ÖZ
Amaç
Bu çalışmada, geçirilmiş hepatit B virüsü (HBV) veya izole HB çekirdek antijenine karşı gelişmiş immünoglobulin G antikor pozitifliği olan ve sedef hastalığı nedeniyle sistemik immünosüpresif tedavi alan hastalarda HBV reaktivasyon riski değerlendirildi.
Gereç ve Yöntemler
Ocak 2018-Mart 2025 tarihleri arasında, 18 yaş ve üzerindeki psoriazis hastaları retrospektif olarak incelendi. En az üç aydır sistemik immünosüpresif tedavi metotreksat (MTX), apremilast, siklosporin veya biyolojik ajanlar [tümör nekroz faktörü (TNF)-alfa, interlökin (IL)-17, IL-23, IL-12/23 inhibitörü] alan hastalar dahil edildi. Başlangıçta HBV-DNA pozitif olanlar, insan bağışıklık yetmezlik virüsü/hepatit C virüsü ko-enfeksiyonu bulunanlar ve eksik kayıtlı hastalar çalışma dışı bırakıldı. HBV reaktivasyonu, hepatit B yüzey antijeni (HBsAg) serokonversiyonu veya ölçülebilir düzeyde HBV-DNA tespiti olarak tanımlandı. Hastalar serolojik profilleri ve tedavi rejimlerine göre üç risk grubuna ayrıldı. Anti-HBs düzeyleri (<10 IU/L, 10-99 IU/L ve ≥100 IU/L), ayrı ayrı değerlendirildi.

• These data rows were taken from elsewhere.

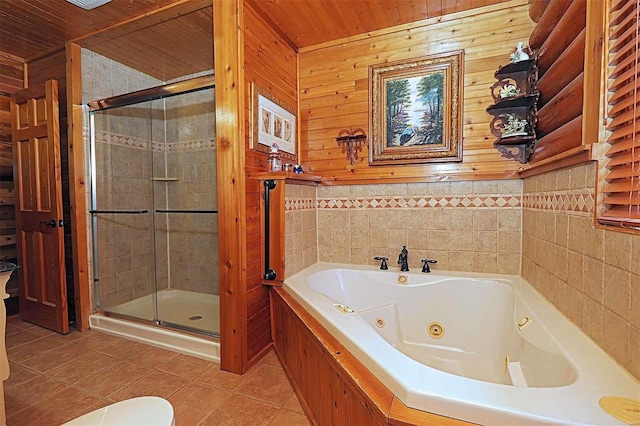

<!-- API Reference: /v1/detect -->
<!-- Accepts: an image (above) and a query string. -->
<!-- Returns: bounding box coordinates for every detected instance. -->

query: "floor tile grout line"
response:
[3,318,312,425]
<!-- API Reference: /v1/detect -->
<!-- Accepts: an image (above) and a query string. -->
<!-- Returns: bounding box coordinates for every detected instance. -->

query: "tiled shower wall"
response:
[162,89,220,294]
[522,164,640,379]
[317,180,522,274]
[82,49,162,306]
[284,184,318,277]
[82,49,219,307]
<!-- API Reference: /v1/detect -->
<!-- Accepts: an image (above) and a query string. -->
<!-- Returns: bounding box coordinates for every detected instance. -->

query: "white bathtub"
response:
[284,263,640,425]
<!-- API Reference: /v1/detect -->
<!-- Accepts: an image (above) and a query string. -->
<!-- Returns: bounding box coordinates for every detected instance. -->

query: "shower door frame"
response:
[87,74,220,339]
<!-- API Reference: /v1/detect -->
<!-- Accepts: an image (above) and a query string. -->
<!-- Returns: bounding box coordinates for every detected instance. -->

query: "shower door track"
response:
[87,74,216,112]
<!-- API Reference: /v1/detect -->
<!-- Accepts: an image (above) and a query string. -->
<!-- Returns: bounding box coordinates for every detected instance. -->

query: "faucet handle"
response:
[373,256,389,270]
[421,259,438,273]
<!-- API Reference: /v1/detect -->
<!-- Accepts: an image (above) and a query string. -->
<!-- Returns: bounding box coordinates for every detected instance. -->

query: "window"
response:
[599,0,640,230]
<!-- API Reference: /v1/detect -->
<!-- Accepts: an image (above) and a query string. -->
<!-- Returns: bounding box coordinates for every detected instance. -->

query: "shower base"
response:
[105,289,220,334]
[89,289,220,362]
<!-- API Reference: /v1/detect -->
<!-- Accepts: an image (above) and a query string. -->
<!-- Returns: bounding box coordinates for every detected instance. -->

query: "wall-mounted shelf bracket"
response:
[336,128,367,166]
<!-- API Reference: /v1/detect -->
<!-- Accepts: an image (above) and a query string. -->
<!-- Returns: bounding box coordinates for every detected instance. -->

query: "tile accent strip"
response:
[317,195,522,209]
[94,131,216,152]
[284,198,316,212]
[522,189,595,213]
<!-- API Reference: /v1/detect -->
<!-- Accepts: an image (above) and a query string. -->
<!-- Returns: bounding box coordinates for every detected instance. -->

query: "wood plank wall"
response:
[529,0,588,165]
[300,0,534,183]
[244,2,298,371]
[0,51,24,297]
[0,51,24,178]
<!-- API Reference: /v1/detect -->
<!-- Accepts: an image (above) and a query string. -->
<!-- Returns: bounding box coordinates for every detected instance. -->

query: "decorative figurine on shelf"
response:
[509,41,529,63]
[500,83,520,99]
[267,143,282,172]
[502,114,529,138]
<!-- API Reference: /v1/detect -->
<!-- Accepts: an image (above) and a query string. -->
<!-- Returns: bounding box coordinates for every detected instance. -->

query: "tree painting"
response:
[386,71,444,147]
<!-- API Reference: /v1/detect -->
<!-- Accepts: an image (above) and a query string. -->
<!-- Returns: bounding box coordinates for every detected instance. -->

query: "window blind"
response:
[599,0,640,229]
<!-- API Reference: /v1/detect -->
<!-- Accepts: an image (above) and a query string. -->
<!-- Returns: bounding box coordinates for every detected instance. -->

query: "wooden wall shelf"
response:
[249,172,322,186]
[487,58,539,164]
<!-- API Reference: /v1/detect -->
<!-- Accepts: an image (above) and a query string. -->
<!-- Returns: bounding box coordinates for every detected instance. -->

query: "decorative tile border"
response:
[284,198,316,211]
[91,131,216,152]
[522,190,595,213]
[285,195,521,210]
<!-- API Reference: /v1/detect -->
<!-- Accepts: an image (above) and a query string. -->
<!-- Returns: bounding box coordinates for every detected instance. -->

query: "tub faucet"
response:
[421,259,438,272]
[373,256,389,270]
[398,246,409,272]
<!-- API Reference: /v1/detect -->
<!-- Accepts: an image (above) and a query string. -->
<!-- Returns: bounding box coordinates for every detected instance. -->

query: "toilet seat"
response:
[63,396,175,426]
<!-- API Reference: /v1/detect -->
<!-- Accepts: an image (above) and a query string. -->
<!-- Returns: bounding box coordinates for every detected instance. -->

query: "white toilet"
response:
[63,396,175,426]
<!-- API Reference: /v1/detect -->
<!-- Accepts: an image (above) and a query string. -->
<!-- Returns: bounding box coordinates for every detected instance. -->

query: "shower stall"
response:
[89,76,220,336]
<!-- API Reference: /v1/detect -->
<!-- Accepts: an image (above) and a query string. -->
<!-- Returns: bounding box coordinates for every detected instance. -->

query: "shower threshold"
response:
[89,289,220,362]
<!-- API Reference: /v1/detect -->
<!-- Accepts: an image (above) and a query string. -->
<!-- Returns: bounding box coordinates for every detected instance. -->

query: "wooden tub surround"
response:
[271,287,473,426]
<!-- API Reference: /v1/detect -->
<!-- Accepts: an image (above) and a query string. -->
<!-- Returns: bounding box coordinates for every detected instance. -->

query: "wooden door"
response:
[11,80,69,333]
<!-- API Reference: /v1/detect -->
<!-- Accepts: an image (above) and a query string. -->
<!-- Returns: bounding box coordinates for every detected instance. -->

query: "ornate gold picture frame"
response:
[369,50,464,166]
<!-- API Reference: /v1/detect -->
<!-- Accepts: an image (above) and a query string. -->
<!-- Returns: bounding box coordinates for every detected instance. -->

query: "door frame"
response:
[65,42,92,331]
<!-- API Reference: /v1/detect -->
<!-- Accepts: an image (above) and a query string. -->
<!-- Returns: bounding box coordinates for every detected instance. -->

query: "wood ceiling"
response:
[0,0,506,81]
[245,0,506,48]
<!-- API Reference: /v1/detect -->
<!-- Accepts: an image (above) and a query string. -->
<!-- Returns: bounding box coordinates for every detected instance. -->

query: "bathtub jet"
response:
[284,263,640,425]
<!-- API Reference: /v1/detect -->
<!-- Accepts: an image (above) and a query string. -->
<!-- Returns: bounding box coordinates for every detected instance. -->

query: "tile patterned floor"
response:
[5,316,309,426]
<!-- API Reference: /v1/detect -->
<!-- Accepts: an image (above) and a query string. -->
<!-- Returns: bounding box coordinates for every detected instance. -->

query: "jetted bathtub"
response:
[284,263,640,425]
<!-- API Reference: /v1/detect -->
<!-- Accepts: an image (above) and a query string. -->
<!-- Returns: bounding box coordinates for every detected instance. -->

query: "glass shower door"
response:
[91,102,156,320]
[90,77,220,335]
[152,88,220,334]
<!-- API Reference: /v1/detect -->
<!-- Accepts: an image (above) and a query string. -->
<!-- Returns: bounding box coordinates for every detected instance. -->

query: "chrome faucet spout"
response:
[398,246,409,272]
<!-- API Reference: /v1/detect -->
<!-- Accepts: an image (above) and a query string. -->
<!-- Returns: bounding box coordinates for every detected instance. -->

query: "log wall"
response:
[300,0,534,183]
[525,0,604,166]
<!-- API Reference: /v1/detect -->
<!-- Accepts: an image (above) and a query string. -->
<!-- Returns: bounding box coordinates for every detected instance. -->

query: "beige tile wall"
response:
[285,184,318,277]
[82,49,219,308]
[162,89,220,294]
[522,164,640,378]
[318,180,522,274]
[82,49,161,307]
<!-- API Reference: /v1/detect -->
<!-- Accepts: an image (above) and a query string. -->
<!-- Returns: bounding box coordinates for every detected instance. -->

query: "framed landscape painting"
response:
[369,51,464,165]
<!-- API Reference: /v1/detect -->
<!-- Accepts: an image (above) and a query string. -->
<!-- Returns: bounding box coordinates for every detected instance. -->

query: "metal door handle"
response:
[40,219,64,228]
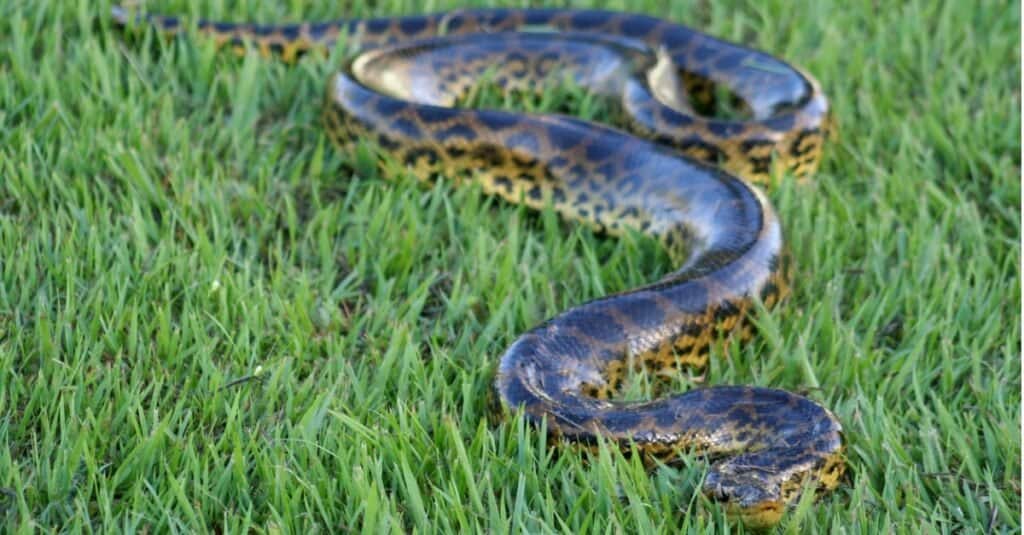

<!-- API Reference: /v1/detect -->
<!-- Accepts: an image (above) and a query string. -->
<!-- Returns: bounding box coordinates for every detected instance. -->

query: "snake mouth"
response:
[725,500,785,529]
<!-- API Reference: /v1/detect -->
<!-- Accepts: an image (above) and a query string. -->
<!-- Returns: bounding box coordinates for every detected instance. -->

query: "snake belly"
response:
[114,8,845,526]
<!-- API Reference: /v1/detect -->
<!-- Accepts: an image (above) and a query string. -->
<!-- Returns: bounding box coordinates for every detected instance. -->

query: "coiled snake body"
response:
[115,9,845,526]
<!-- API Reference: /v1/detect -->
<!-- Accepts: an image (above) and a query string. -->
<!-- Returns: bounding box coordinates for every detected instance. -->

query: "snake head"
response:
[703,457,785,528]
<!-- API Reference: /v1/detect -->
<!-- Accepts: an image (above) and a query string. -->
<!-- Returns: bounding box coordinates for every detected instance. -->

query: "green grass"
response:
[0,0,1021,533]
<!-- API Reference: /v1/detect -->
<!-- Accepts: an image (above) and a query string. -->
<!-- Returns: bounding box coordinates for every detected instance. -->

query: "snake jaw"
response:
[703,463,785,528]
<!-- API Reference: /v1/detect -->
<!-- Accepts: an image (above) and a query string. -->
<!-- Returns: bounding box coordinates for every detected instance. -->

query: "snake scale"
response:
[114,4,845,526]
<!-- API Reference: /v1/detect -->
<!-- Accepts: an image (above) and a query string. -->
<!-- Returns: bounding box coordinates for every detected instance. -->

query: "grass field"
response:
[0,0,1021,533]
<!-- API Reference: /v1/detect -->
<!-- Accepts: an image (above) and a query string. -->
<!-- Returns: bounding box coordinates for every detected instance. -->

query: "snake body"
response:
[115,9,845,526]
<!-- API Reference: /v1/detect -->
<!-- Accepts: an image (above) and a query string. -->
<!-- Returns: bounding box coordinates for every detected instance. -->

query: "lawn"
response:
[0,0,1021,534]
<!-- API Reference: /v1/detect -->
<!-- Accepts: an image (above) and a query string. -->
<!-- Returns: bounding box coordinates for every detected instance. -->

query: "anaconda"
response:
[114,8,845,526]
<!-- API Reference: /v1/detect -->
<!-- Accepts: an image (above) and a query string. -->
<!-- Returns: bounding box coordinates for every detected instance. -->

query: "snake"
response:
[113,7,846,527]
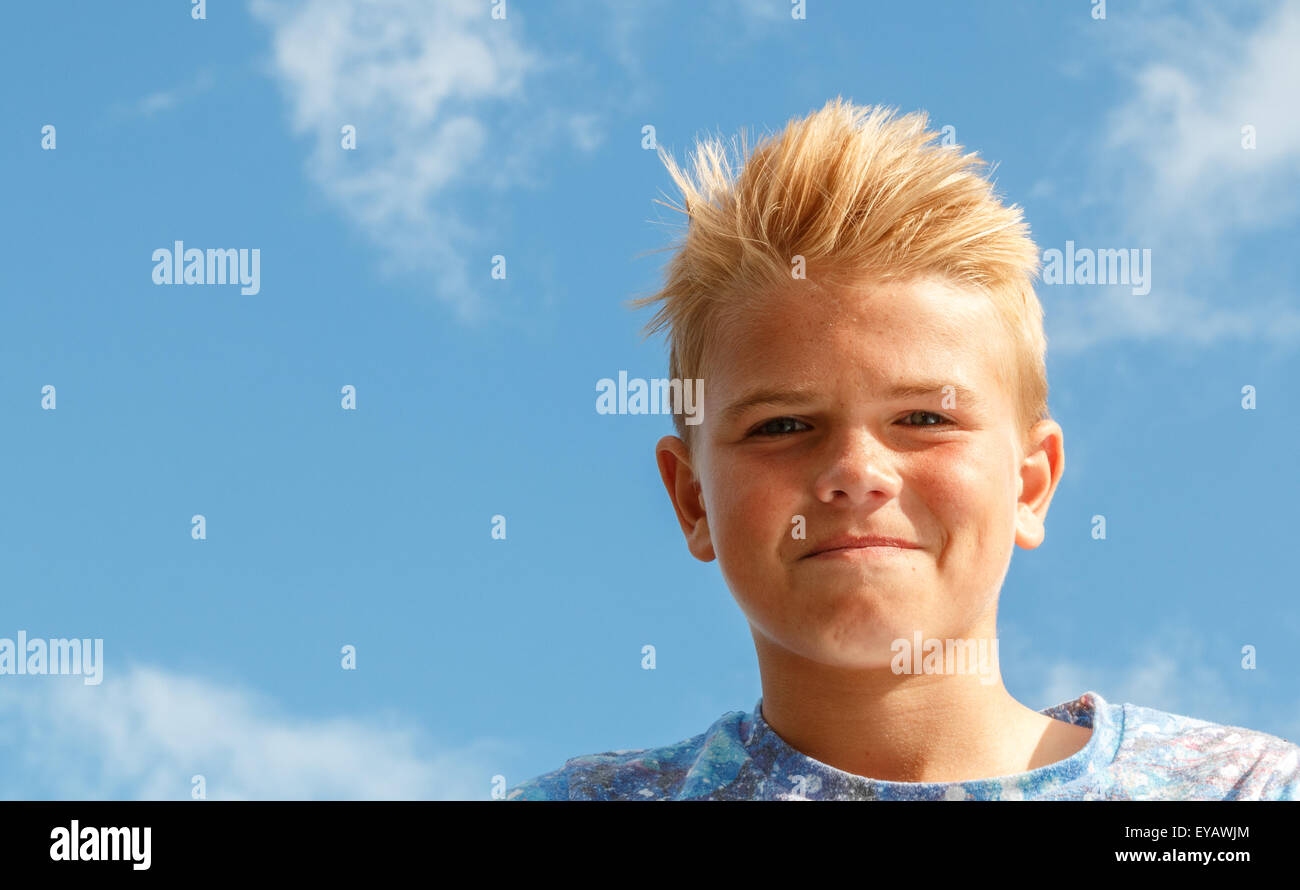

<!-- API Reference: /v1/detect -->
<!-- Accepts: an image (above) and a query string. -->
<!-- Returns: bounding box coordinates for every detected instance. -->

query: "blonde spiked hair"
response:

Risk faktörleri Fisher'ın kesin testi ve lojistik regresyon analizi ile incelendi.
Bulgular
Taramaya alınan 1200 hastadan 138’i çalışmaya dahil edildi (%63,0 erkek; ortalama yaş 56,9±11,8 yıl). Yedi hastada (%5,0) HBV reaktivasyonu saptandı; hiçbirinde aktif hepatit gelişmedi. Reaktivasyon, HBsAg pozitif ve anti-HBs negatif hastalarda anlamlı olarak daha yüksekti (p=0,008 ve p=0,018). Anti-HBs ≥10 IU/L olan hiçbir hastada reaktivasyon izlenmedi (p<0,001). Lojistik regresyonda HBsAg pozitifliği anlamlılığa yakın risk faktörü olarak izlendi (olasılık oranı: 8,60; p=0,062). Düşük riskli kabul edilen MTX, HBsAg pozitif bireylerde reaktivasyonla ilişkiliydi.
Sonuç
HBV reaktivasyonu, HBsAg pozitifliği ve düşük/negatif anti-HBs düzeyleriyle güçlü şekilde ilişkilidir. Tedavi öncesi serolojik tarama ve özellikle anti-HBs negatif hastalarda yakın izlem, psoriazis tedavisinde güvenli immünosüpresyon için gereklidir.